Sam | 1713 comments Here are the finalists for the Pen/America awards. I have read all of the translated fiction longlist except for That Hair and Lost Girls. I found the all of about the same quality and have no particular favorite from what I read. The similarities of the books on the shortlist echo that of the longlist with a stress on social and political themes from marginalized voices which is emblematic of Pen/America, plus a little quirkiness for fun.

https://pen.org/literary-awards/2021-...


message 47: by WndyJW (new)

WndyJW | 5574 comments Sam wrote: "The Pen/Faulkner award is not part of the Pen America awards and has its own foundation but since we have so many award topics, I am not starting another. Here is the 2021 longlist. There are some ..."

The only book on here I’m aware of is The Secret Lives of Church Ladies and I loved it.


message 48: by Sam (new)

Sam | 1713 comments Here are the results.
Be Holding, Ross Gay won the Jean Stein.
Sharks in the Time of Saviors Kawak Strong Washburn, debut novel.
A Country for Dying, Abdellah Taïa, translated fiction.

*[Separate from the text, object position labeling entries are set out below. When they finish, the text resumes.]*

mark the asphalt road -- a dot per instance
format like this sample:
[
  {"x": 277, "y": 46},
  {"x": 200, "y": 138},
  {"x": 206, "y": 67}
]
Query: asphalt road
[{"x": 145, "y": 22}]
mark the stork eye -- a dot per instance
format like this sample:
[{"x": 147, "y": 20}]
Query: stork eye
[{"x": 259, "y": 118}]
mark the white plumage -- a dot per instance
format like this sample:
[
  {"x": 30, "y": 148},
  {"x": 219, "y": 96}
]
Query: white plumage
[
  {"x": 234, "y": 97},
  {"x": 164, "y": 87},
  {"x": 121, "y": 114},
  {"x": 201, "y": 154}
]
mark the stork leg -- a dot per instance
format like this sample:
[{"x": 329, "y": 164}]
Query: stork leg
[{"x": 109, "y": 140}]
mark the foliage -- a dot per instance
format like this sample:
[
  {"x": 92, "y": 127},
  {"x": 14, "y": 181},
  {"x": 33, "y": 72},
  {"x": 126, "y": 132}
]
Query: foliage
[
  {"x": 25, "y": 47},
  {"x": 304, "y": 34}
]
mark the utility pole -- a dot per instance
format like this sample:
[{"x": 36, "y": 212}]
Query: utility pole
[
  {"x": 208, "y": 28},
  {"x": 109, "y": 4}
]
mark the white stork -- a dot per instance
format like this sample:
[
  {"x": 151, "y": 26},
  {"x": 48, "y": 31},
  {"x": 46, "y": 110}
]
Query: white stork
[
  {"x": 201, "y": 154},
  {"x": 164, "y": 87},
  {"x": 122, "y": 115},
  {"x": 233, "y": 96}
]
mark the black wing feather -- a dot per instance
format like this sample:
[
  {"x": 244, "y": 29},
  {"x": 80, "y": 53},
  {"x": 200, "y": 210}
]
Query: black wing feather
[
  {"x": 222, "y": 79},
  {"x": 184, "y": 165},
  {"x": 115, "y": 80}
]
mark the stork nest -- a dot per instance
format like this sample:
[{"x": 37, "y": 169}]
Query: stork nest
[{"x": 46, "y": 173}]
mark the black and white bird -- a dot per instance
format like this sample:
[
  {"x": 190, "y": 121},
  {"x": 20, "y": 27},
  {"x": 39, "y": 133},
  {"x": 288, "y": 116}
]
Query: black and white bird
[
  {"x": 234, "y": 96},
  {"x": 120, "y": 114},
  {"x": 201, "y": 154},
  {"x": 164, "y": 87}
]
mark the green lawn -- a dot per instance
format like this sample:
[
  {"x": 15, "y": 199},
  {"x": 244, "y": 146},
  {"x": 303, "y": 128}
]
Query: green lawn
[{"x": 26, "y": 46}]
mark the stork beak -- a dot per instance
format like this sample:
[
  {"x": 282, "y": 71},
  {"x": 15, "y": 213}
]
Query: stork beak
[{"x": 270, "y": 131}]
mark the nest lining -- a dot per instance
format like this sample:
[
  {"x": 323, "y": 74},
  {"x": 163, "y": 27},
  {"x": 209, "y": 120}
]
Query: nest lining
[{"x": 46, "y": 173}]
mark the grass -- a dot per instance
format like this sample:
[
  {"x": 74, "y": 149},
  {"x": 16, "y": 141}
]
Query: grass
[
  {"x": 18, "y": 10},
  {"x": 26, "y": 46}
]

https://pen.org/literary-awards/2021-...


message 49: by Sam (new)

Sam | 1713 comments Ross Gay, having already won a National Book Award and a National Book Critic's Circle Award for different works, won the Jean Stein Award this year for Be Holding. so I decided to read it. It is a long poem which originates out of a moment of athleticism from a an African American basketball player. Usually. I am not a fan of sports allusions in books but this one works well I think. Plus there are more Sebald like moments in the poem. I leave link to a review from the Kenyon Review.

https://kenyonreview.org/reviews/be-h...


message 50: by David (new)

David | 1022 comments Does anyone know when the longlists come out? Last year it was in the third week of December.